When we told friends we were moving abroad—Spain, specifically—they assumed we had inherited money or landed remote jobs that paid Silicon Valley salaries. The truth is less glamorous. I took a pay cut to work as a freelance journalist, and Maria switched to a part-time teaching role at an international school. Our combined income dropped by about 30 percent. But so did our expenses. Our monthly rent in a sun-drenched apartment in Valencia costs less than half what we were paying for the mortgage, property taxes, and homeowners insurance in the States. We have no lawn to water, no roof to repair, no HOA fees. The landlord handles the broken dishwasher, and we handle the tapas.
Less space, more life
I won’t pretend downsizing was seamless. The first month, we tripped over each other constantly. Our two kids, ages 6 and 9, shared a room for the first time, and there were theatrical protests about personal space. I missed my home office—a real room with a door. Now I write at the kitchen table, which doubles as a dining table and homework station. It’s cramped. It’s loud. But it’s also alive.
What we lost in square footage, we gained in proximity. We eat dinner together every night because there’s nowhere else to go. We walk to the market every morning because the fridge is small and we buy fresh. We spend weekends at the beach instead of at Home Depot. The kids have fewer toys, but they have more freedom—they ride bikes to the plaza, play soccer with neighbor kids, and speak Spanish with an accent that makes their grandparents tear up. We don't own a car. We share a washing machine with the building. And I have never, in my adult life, felt this unburdened.
The hidden costs of owning a dream home
There’s a cultural script in America that equates homeownership with success. You work hard, you buy a house, you fix it up, you sell it for a profit, and you repeat until you die in a retirement community. But nobody tells you how much that script costs in terms of time, energy, and mental health. The mortgage stress. The constant pressure to upgrade. The guilt of not using the spare room. The fear that your property value will drop. The weekend projects that never end.
Our rental in Valencia has scuffed floors, a weird corner in the living room, and a shower that sometimes decides to be cold.
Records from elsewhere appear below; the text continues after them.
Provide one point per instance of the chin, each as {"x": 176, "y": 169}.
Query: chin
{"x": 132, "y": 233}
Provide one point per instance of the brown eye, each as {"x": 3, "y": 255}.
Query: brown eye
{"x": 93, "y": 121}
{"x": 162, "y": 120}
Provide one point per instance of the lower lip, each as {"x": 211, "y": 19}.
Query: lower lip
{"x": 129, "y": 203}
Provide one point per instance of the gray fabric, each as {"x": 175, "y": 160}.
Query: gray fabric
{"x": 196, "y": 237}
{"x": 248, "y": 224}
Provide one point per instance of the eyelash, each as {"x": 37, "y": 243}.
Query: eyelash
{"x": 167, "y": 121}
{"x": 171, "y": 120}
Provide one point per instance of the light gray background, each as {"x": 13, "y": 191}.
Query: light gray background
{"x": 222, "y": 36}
But it also has a terrace where I drink coffee and watch the sunrise. It has neighbors who knock on the door to invite us to paella. It has zero pressure to be perfect. It’s not an asset. It’s a home.
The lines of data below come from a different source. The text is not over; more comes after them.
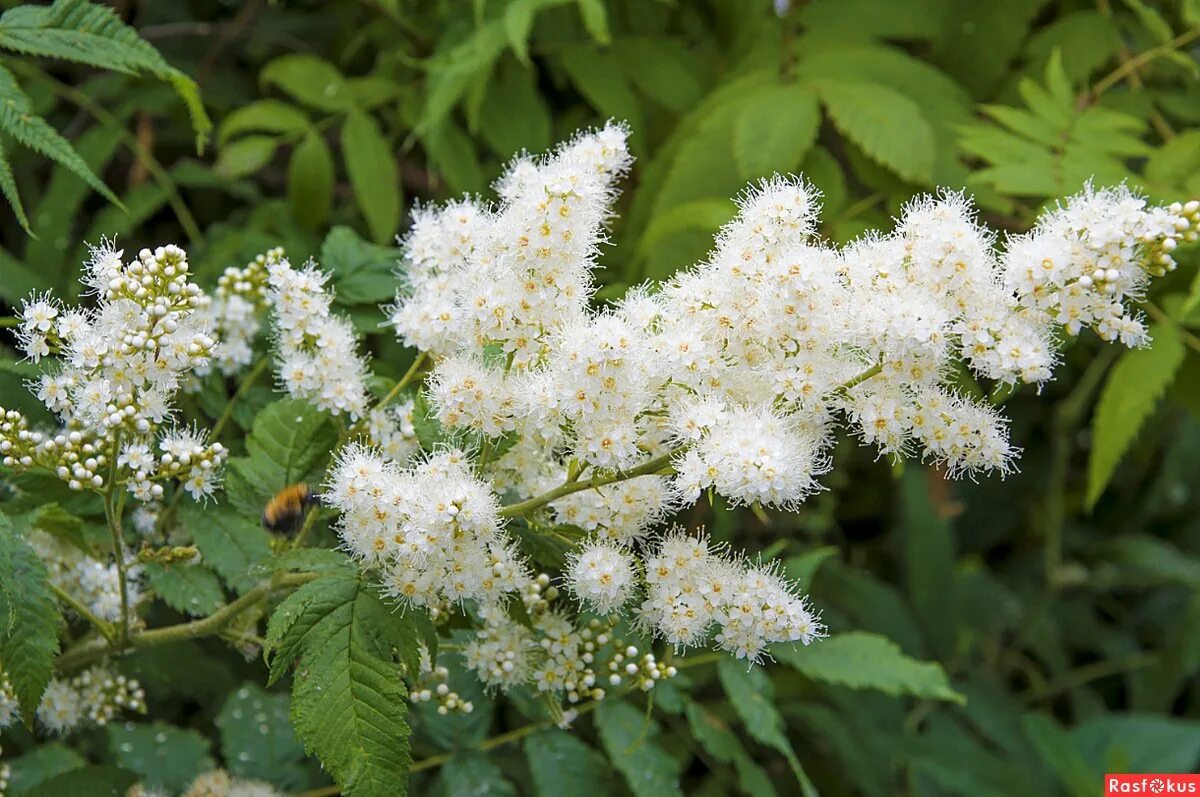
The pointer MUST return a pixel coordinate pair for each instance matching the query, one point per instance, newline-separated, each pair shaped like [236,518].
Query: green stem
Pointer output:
[1140,60]
[214,623]
[144,156]
[83,611]
[413,370]
[246,383]
[651,467]
[113,511]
What we learned about lifestyle vs. space
I don’t think the American dream is a lie. I think it’s incomplete. The dream shouldn’t end at owning a house; it should include the freedom to leave it. We chose to live in a smaller space so we could have a bigger life—more travel, more time together, less financial anxiety. We gave up the guest room, but we gained the ability to actually host friends from abroad when they visit because we’re not exhausted. We lost the backyard, but we gained a city that feels like an endless playground.
Would I recommend this to everyone? No. It’s not a one-size-fits-all solution. Some people thrive in the suburbs with a white picket fence. Some people need a garage and a workshop. But if you’re reading this and feeling trapped by your own property, if you’re spending more time maintaining your home than enjoying it, consider the possibility that the perfect house might be the one you don’t own. The one that doesn’t own you back.
We don’t know if we’ll stay in Spain forever. Maybe we’ll move again, rent another apartment in another country, or maybe we’ll buy a tiny flat somewhere and call it permanent. But for now, we have less space, more freedom, and a life that feels like ours. That’s the trade we didn’t know we needed to make.